Читаем Последняя война полностью

Работа в «Партизанской правде» не понималась Славкой как профессия, это была война. Но вдруг он увидел эту профессию, она открылась ему так, как никогда еще он не думал о ней. Там, в «Смерть фашизму», в отряде своем, он ходил в разведку, стоял на постах, возвращался усталый, но живой и счастливый с боевых заданий, после коротких стычек с врагом, там часто жизнь попадала под черную тень смерти, но он был один на один со смертью и с жизнью, со своими днями и ночами, со своей судьбой. Он уставал и отсыпался, и усталость проходила. Эта же профессия почти освобождала его от риска быть убитым, не совсем освобождала, но на много дней подряд, зато она соединила его с другими жизнями, с другими судьбами, приковала к риску, тревогам, страданиям и гибели других людей, приковала и не отпускала от себя, не давала отоспаться, отдохнуть от других, от этих повешенных и расстрелянных, от Веры Дмитриевны, от Инночки, от Ласло, его маленьких Яноша и Дьердя, его любящей и страдающей в далекой и страшной загранице худенькой Люци, от всех людей, которых он знал и которых никогда не видел в глаза, от этой вот теперь еще одной несчастной разведчицы Сонечки, Софьи Калмыковой, к которой они едут сейчас с инструктором политотдела, как и от самого этого инструктора Виктора Цыганкова. Он не мог, как бы ни устал, что бы ни было У него на душе, не мог от всего, от всех отмахнуться, он должен жить ими, их болью и страданиями, их трагедиями и даже их счастьем и радостями, его принуждала, обязывала к этому профессия, которая была в то же время для него войной, а может быть, всего-навсего только войной.

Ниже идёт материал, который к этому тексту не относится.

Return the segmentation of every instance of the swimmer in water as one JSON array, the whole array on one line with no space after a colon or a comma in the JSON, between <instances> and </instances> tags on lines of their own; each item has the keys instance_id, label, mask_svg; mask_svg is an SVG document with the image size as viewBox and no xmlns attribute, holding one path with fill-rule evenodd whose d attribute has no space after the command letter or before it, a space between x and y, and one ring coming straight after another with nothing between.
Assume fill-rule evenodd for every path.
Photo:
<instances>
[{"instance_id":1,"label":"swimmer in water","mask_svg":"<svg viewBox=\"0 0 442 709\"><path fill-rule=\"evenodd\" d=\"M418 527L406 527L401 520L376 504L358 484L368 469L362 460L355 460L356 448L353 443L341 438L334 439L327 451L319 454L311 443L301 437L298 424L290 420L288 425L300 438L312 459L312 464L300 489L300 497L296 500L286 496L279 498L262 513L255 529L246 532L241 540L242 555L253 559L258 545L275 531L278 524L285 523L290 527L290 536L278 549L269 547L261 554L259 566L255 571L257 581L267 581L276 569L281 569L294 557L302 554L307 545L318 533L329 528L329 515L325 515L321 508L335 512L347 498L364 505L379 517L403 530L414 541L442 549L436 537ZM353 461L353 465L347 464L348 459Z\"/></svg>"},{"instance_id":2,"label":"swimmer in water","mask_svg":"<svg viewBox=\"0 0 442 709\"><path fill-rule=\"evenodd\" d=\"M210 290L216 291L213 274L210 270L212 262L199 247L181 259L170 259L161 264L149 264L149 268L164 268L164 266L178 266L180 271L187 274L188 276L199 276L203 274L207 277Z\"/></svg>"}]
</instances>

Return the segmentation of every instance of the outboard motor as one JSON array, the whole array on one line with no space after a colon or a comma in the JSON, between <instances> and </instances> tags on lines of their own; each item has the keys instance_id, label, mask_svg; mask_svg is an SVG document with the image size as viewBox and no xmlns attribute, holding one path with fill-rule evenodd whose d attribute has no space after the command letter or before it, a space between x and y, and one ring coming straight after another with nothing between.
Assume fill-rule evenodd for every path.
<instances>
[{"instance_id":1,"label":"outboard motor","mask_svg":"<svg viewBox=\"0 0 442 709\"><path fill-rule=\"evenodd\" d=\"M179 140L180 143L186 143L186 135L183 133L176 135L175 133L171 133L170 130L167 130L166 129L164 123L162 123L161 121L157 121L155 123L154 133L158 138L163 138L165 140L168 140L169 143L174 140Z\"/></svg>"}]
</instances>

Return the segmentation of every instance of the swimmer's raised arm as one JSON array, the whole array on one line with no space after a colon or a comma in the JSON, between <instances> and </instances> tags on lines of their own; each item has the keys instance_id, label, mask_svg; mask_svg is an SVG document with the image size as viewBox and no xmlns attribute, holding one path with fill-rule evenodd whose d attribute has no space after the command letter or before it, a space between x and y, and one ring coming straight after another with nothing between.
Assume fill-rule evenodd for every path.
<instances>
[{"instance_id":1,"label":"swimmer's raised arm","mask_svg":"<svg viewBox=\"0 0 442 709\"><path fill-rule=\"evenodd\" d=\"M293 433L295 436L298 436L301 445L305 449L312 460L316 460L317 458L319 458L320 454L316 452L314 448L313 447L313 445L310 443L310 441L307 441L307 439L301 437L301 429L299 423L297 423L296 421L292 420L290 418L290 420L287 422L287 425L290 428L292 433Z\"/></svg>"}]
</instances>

Давай, Виктор Михалыч, давай, инструктор, вали в мою душу все, что есть в тебе, что обжигает твою память, что мучит твое сердце и встает перед тобой по ночам.

— Вот, Слава,— говорит, откашливаясь, тихим своим голосом Виктор,— вот ты в газете пишешь, а скажи, можешь ты там написать правду, как есть, как было, можешь или не можешь? Очень меня интересует. И раньше, еще до войны, интересовало. Мы тут вдвоем, в лесу, поэтому можем поговорить.

И опять откашлялся.

— Я пишу правду,— ответил Славка.—Я собираю материал и пишу все, как есть, ничего не привираю.

— Это чего пишешь. А чего не пишешь? Есть же такое, чего ты не пишешь?

— Ну вот про Навлю. Зачем людям знать, что подполье разгромлено? Потом, может быть, а сейчас... Я раньше думал: надо писать и говорить только правду, и учили нас, что самое лучшее воспитание человека и народа — это воспитание правдой. Ведь это же верно. А вот теперь Навля, нельзя, уверен, что нельзя. Если только под видом зверств? Но это же не то, это расправа над организацией, поражение наше, а зачем о поражении сейчас писать, это не поднимает дух. В то же время кажется, что вроде надо писать, пусть знают люди все. Не могу я до конца понять.

— Потом ведь,— перебил Виктор,— газетка может попасть к немцам, а все равно писать надо, и о поражении, я так думаю. Но вот есть такие моменты, когда и не разберешь, что правда, а что неправда, не знаешь, на какую сторону становиться. В основном, конечно, мы знаем, где правда, где неправда, но есть такая путаница, такая неразбериха, что я все время мучаюсь, а не могу понять. И выбросить из памяти, вообще отбросить это, как вроде бы этого не было, тоже нельзя. Это же было, это жизнь. Вот я в политотделе работаю, доклады делаю, а ну кто-нибудь копнул бы такое в виде вопроса, посадил бы меня, я не могу на это ответить. Ладно, сейчас можно погодить, а после войны, когда победим, как тогда все это будет описано в истории. Главное — понятно. А неглавное? А неглавное было, может быть, страшней главного.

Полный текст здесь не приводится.